In his first address on becoming minister, Mr Joyce said his ambitions were to put more cash in farmers’ pockets and “take this great industry of ours back into the forefront of the nation, where it belongs”.

In conjunction with the Immigration Minister, Tony Abbott announced the implementation of his government’s new border-control program, designed to end the flood of boat-people from Indonesia, and tragic deaths at sea.

Unlike Kevin Rudd’s repeated U-turns on the issue, the Abbott policy has been clear and consistent. It involved the appointment of a senior army officer to oversee Operation Sovereign Borders, the government’s scheme to stop the flow of illegal boat arrivals to Australia, almost all from Indonesia.

The government confirmed that boat arrivals would not be resettled in Australia, and announced that it would fast-track the removal of boat arrivals from Christmas Island to Manus Island and Nauru, where off-shore detention facilities are being expanded.

The Immigration Minister, Scott Morrison, also announced that the government would have a weekly media briefing on asylum-seeker issues, ending the media circus which followed every boat arrival at Christmas Island.

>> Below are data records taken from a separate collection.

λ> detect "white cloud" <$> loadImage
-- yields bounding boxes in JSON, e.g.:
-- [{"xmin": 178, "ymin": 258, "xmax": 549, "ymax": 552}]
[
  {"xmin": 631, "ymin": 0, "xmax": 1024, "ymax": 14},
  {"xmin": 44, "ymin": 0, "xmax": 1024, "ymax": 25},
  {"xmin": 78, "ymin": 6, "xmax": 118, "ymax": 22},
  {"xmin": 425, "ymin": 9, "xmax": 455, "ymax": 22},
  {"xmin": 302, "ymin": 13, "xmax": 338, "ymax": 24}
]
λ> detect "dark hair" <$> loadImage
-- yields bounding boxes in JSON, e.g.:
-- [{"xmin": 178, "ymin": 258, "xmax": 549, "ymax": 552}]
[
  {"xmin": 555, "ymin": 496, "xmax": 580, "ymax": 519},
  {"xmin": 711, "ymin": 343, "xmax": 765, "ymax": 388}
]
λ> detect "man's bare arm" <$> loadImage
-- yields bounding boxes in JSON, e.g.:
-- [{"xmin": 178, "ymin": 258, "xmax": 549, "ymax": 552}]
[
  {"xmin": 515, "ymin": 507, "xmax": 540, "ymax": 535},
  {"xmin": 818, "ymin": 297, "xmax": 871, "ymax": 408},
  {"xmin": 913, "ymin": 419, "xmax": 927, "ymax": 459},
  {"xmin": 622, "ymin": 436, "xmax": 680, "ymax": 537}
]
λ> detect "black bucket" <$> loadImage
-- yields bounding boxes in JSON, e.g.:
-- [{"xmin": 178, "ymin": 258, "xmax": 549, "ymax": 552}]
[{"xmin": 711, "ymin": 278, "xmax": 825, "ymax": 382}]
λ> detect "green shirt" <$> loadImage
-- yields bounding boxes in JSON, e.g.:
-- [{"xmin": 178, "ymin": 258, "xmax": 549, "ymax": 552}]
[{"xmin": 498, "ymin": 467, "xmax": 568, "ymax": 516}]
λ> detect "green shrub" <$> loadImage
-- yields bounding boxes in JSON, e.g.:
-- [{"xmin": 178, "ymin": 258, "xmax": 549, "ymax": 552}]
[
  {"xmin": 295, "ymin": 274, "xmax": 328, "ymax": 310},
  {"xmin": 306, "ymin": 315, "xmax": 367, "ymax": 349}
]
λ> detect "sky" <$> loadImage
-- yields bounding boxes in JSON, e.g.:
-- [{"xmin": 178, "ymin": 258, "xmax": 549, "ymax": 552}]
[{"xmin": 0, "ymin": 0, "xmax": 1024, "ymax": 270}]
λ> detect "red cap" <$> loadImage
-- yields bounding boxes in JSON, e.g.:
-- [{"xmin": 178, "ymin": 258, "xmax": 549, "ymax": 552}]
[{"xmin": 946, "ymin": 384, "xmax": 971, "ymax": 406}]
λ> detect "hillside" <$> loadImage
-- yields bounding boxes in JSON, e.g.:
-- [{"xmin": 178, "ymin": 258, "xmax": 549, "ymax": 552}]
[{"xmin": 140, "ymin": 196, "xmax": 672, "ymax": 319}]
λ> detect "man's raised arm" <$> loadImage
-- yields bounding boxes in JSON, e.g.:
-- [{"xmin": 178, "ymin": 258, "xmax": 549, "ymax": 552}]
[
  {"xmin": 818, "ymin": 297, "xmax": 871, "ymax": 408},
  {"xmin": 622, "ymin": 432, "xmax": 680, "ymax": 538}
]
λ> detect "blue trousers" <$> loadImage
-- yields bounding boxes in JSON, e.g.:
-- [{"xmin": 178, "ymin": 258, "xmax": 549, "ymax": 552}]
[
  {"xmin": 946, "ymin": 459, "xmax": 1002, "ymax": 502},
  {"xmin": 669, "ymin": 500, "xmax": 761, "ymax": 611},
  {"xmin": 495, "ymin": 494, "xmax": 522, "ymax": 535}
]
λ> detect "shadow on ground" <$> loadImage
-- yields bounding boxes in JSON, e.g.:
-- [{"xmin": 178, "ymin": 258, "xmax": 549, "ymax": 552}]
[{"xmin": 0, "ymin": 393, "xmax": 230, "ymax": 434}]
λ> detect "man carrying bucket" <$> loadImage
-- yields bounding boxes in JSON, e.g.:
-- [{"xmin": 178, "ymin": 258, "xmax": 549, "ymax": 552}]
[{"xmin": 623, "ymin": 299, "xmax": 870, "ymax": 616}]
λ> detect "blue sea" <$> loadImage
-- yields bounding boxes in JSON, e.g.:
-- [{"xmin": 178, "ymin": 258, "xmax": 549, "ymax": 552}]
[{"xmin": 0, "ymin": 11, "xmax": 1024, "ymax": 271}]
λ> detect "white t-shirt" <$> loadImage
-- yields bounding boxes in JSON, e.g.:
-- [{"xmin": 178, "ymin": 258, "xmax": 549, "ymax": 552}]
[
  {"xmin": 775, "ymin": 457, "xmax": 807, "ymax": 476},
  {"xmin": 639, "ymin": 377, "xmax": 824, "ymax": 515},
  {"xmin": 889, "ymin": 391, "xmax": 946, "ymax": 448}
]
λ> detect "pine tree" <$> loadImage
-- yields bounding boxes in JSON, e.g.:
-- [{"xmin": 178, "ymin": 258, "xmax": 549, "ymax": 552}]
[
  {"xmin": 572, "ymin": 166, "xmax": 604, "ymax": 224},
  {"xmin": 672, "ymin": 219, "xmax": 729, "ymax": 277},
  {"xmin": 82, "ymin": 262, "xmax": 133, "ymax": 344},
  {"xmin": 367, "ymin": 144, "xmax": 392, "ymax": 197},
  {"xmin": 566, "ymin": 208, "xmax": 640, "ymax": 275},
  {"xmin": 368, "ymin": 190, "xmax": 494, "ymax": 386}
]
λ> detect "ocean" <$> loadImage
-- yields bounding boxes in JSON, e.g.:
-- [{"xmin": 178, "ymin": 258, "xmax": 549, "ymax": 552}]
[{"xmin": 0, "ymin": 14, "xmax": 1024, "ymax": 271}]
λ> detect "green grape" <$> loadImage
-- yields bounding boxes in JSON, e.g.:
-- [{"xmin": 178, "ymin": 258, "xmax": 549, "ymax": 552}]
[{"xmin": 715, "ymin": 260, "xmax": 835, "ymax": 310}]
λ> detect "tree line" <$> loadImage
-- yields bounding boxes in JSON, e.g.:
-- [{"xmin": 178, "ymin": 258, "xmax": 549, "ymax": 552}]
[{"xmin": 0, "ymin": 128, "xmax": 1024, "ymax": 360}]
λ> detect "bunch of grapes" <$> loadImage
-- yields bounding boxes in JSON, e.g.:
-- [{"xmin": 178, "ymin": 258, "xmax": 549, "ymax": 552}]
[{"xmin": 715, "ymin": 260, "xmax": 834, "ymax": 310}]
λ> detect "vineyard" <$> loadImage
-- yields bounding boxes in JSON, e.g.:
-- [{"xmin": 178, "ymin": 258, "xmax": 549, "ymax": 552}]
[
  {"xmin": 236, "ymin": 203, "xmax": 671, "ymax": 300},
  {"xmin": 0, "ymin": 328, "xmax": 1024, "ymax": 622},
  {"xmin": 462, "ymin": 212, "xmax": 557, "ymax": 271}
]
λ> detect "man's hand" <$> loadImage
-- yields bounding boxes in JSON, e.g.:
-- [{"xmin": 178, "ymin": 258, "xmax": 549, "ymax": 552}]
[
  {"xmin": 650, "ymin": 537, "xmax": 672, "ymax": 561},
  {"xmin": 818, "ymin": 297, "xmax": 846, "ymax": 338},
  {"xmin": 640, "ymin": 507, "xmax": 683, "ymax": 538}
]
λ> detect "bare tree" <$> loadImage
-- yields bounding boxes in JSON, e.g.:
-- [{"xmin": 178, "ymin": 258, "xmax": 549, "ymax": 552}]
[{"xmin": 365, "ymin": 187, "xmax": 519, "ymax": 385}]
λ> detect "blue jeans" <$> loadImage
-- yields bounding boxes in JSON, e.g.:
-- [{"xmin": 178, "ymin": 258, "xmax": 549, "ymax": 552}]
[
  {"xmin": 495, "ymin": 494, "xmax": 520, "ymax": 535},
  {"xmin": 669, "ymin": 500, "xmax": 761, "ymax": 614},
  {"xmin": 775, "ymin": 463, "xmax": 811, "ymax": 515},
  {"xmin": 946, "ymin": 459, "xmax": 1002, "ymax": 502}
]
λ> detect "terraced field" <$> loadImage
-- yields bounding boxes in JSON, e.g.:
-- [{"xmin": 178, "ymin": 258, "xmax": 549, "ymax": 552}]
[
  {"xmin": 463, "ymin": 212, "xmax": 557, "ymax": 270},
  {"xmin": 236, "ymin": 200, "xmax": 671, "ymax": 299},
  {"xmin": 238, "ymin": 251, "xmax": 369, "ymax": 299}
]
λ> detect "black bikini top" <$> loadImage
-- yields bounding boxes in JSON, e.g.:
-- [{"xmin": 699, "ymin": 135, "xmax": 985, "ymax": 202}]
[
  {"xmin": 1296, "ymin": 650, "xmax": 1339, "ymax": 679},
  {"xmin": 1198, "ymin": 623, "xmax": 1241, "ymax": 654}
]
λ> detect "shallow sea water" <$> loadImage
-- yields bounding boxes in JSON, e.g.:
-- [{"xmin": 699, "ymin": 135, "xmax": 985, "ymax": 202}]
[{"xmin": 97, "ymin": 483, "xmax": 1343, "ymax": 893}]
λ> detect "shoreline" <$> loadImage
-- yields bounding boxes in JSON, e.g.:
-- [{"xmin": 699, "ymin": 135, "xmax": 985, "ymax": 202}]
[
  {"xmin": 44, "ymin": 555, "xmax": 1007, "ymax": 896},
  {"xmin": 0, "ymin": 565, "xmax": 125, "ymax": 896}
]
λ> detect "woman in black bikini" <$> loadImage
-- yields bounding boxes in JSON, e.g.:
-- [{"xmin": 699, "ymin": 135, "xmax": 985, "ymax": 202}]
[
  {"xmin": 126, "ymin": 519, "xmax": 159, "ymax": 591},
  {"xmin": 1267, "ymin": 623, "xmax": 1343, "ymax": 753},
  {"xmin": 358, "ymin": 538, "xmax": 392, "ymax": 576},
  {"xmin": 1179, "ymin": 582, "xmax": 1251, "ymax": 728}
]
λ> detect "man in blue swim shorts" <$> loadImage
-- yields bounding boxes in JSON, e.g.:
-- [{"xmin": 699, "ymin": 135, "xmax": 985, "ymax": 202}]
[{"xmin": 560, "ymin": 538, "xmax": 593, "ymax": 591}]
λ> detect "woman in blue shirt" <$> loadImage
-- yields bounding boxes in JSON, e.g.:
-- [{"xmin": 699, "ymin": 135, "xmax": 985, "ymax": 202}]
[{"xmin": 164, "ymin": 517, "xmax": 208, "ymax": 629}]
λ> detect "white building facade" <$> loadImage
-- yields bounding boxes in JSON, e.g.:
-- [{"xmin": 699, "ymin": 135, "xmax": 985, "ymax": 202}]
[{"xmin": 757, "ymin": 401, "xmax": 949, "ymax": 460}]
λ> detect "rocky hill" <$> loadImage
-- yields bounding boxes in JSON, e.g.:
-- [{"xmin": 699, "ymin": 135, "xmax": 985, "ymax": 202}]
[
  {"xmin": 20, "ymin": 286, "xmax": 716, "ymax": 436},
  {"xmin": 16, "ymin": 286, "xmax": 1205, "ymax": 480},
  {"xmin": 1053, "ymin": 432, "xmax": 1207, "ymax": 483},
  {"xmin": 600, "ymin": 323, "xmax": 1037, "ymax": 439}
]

Mr Abbott announced that his first overseas visit would be to Indonesia, Australia’s largest neighbour, a major trading partner and the source of most of the boat-people. He was accompanied by senior ministerial staff and 21 business leaders.

On arrival in Indonesia, Mr Abbott said that Indonesia “is Australia’s most important overall relationship”, a far cry from the attempts by Kevin Rudd to centre Australia’s foreign policy on China and Gillard to focus on the “Asian century”.

During his visit to Indonesia, Mr Abbott and President Yudhoyono held confidential discussions about a resolution of the boat-people issue. Both leaders were positive about the outcome.

Far more importantly, Australian naval personnel quietly handed over two boatloads of asylum-seekers to Indonesian maritime authorities, who equally quietly took them back to Indonesia. And Labor said it couldn’t be done...

Peter Westmore is national president of the National Civic Council.